Hettema received a 2014 NARSAD Independent Investigator Grant from the Brain and Behavior Research Foundation. His project will expand on his neuroimaging studies of brain abnormalities in mood and anxiety disorders by examining at-risk twins at the critical period between ages 9 and 13. He will use functional magnetic resonance imaging (fMRI) brain scans to assess activation patterns in the amygdala and prefrontal cortex while subjects respond to psychological tests.

Roberson-Nay also received a 2014 NARSAD Independent Investigator Grant and will examine the association between early-onset major depressive disorder and DNA methylation, a process that alters genetic activity. The study will examine DNA methylation in adolescent and young adult twins, with and without depression histories, to learn whether it leaves a lasting genetic imprint, if it is associated with the number of lifetime depression episodes and if it can predict depression development.

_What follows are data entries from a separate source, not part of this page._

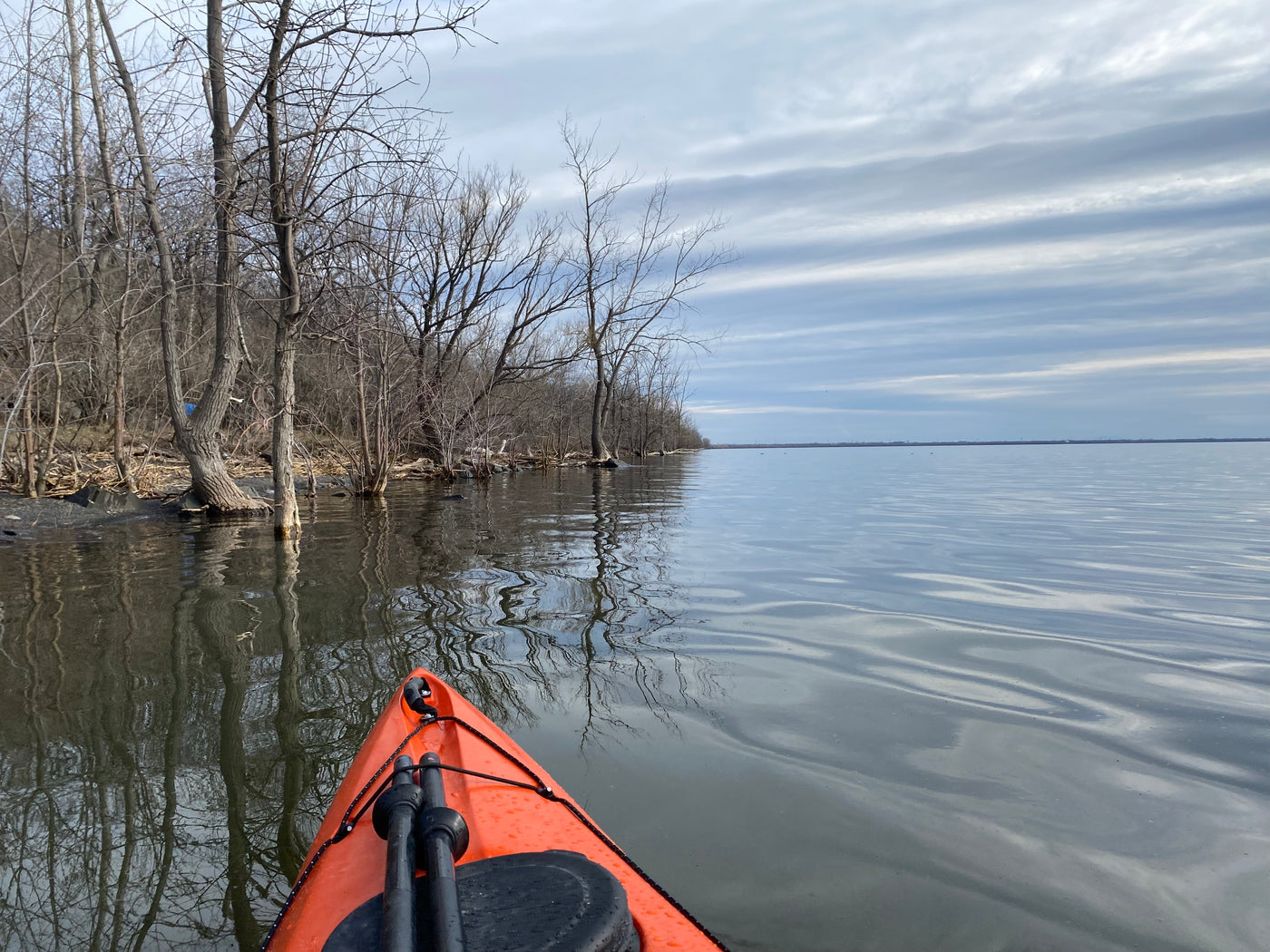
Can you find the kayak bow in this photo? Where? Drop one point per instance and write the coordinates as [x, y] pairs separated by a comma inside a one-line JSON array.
[[444, 835]]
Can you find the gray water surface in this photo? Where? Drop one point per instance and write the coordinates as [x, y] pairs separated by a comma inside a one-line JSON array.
[[961, 698]]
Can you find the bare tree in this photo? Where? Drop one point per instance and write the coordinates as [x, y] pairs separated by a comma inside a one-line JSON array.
[[635, 278]]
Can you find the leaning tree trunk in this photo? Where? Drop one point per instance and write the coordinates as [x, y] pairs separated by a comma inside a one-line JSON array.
[[199, 435]]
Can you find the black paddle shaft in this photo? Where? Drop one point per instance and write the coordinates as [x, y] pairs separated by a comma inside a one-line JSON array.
[[441, 835], [396, 810]]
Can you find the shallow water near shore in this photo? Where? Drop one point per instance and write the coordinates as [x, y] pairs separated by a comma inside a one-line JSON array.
[[964, 698]]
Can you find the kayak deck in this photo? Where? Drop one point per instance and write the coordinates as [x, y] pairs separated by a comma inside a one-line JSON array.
[[514, 809]]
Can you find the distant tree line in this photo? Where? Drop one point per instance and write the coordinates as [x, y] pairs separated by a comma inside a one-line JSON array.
[[221, 224]]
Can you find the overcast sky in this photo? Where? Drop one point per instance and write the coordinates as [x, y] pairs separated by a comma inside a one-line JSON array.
[[958, 219]]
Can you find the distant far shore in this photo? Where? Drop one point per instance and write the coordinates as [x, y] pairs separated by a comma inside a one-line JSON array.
[[986, 443]]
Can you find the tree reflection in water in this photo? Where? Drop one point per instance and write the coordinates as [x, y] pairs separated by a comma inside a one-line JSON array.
[[184, 701]]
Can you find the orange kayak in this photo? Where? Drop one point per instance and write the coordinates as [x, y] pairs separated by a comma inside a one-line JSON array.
[[446, 837]]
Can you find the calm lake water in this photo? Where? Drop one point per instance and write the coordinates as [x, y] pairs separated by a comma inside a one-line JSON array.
[[892, 700]]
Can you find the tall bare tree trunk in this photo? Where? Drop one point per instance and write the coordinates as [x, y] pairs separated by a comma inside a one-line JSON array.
[[286, 511], [114, 231], [199, 434], [600, 402]]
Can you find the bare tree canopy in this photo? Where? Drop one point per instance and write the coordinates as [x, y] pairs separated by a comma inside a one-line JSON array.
[[222, 228]]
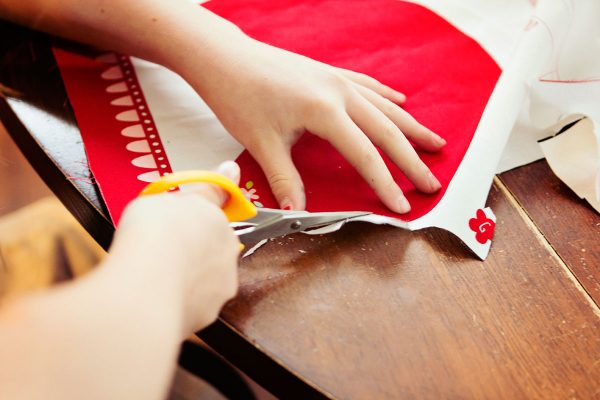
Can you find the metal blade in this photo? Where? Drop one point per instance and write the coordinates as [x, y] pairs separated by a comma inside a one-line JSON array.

Both Hettema and Roberson-Nay are working with the Mid-Atlantic Twin Registry at VCU, which is an organization of twins and their families who are willing to consider taking part in twin-based, health-related research. Twins are ideal subjects for determining the differential effects of genes and environment and their shared versus specific contributions.

 

John Accordino, professor, L. Douglas Wilder School of Government and Public Affairs; director, VCU Center for Urban and Regional Development

John Accordino
John Accordino

The American Institute of Certified Planners (AICP) named Accordino to the ACIP College of Fellows for his achievements in urban planning. Accordino is among 40 honorees that were inducted at the American Planning Association’s National Planning Conference in April in Atlanta.

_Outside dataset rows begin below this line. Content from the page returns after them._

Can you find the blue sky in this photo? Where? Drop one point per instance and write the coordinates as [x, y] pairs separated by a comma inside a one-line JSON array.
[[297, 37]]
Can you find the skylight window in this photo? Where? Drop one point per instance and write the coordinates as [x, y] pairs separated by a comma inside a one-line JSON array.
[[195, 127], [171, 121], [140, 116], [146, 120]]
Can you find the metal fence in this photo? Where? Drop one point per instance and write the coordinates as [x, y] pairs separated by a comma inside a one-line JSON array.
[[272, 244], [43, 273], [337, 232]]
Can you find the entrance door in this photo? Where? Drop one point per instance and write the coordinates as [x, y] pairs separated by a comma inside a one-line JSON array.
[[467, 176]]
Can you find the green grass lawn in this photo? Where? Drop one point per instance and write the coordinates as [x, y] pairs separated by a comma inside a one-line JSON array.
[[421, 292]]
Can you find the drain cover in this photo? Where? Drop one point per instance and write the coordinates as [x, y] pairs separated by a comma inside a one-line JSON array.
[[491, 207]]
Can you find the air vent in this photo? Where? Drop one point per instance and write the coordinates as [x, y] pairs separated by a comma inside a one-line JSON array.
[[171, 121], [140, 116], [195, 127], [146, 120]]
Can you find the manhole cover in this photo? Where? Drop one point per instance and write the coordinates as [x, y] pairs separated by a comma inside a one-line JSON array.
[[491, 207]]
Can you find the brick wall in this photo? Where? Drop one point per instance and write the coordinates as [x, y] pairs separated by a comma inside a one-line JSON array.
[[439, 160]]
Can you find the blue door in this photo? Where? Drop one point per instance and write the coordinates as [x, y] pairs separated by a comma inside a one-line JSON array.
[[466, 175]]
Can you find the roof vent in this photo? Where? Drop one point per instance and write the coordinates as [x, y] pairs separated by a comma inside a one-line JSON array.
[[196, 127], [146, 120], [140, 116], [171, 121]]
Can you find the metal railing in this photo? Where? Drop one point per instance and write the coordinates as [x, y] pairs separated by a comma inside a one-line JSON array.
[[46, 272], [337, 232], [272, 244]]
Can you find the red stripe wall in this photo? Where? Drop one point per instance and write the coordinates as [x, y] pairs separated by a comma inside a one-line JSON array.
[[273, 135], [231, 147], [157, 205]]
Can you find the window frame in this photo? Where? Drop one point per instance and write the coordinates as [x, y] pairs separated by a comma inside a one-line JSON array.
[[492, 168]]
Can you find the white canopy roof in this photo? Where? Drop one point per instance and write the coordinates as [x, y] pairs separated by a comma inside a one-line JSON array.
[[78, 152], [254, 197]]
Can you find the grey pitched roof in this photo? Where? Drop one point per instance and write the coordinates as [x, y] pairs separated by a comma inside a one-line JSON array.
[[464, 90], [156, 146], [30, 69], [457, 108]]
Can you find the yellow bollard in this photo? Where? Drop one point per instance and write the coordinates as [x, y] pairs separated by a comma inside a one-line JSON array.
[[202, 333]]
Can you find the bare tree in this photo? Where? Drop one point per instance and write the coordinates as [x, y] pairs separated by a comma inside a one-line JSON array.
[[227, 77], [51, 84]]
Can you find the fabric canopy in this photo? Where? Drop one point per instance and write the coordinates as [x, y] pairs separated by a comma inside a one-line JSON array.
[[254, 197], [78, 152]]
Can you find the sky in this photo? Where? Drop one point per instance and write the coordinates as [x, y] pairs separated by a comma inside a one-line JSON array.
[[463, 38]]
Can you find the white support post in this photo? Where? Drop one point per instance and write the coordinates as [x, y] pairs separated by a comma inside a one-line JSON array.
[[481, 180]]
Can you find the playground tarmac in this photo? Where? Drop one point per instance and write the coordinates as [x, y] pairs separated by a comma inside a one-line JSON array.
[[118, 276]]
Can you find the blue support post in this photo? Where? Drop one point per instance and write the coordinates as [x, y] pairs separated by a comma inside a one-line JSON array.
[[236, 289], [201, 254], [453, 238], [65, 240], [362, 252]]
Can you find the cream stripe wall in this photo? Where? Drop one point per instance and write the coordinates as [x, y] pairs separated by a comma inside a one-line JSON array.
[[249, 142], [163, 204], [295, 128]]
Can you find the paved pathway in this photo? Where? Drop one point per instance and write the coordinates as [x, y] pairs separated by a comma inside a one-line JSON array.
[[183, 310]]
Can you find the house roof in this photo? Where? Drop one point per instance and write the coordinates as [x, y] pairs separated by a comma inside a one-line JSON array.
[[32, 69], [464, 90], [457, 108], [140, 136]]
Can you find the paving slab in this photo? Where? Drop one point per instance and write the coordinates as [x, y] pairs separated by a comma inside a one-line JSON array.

Accordino has taught more than 1,000 urban-planning students through unique hands-on instruction and facilitation. His development of a curriculum that focuses on real-world scenarios and community service has led to a better level of planning in the commonwealth, said the Planning Accreditation Board. Accordino has been a professor with VCU for more than 27 years, focusing on economic development planning and community revitalization.

 

Cathy J. Bradley, Ph.D., professor, Department of Healthcare Policy and Research, and interim chair, Department of Social and Behavioral Health, School of Medicine

Cathy J. Bradley, Ph.D.
Cathy J. Bradley, Ph.D.

Bradley has been appointed the associate director for cancer prevention and control at Virginia Commonwealth University Massey Cancer Center. Bradley transitions to this new role from her previous appointment as co-leader of the Cancer Prevention and Control research program at Massey.

Cancer prevention and control (CPC) research is research that studies the behavioral, environmental, organizational and policy factors that affect cancer risk, diagnosis, treatment and survival. CPC research at Massey is focused on the entire cancer continuum, from healthy people (prevention) to individuals who are at the last stages of their battle with this disease (end of life).

As associate director for CPC, Bradley will serve on the cancer center’s executive committee and will develop and lead the strategic direction of CPC-related research at Massey. She will collaborate with health services and behavioral scientists as well as laboratory and clinical investigators of the cancer center’s various scientific programs to forge links that bridge the cancer center’s CPC, clinical and basic science research. She will also focus on opportunities to increase the number of Massey’s CPC researchers, expand its areas of research interest and grow its funding base.

“Dr. Bradley has served Massey exceptionally well as co-leader of the CPC program for the last seven years. She brings valuable expertise and experience to the elevated role of associate director that will no doubt strengthen our CPC research efforts,” said Gordon D. Ginder, M.D., director of VCU Massey Cancer Center.

“In this new role, I look forward to the expanded opportunity to be creative and innovative in how Massey fosters collaborations to advance CPC research,” Bradley said.

An internationally recognized health economist, Bradley is an expert in health and labor market outcomes. She studies productivity costs of disease, health insurance, socioeconomic health care disparities, safety net providers and care for the uninsured.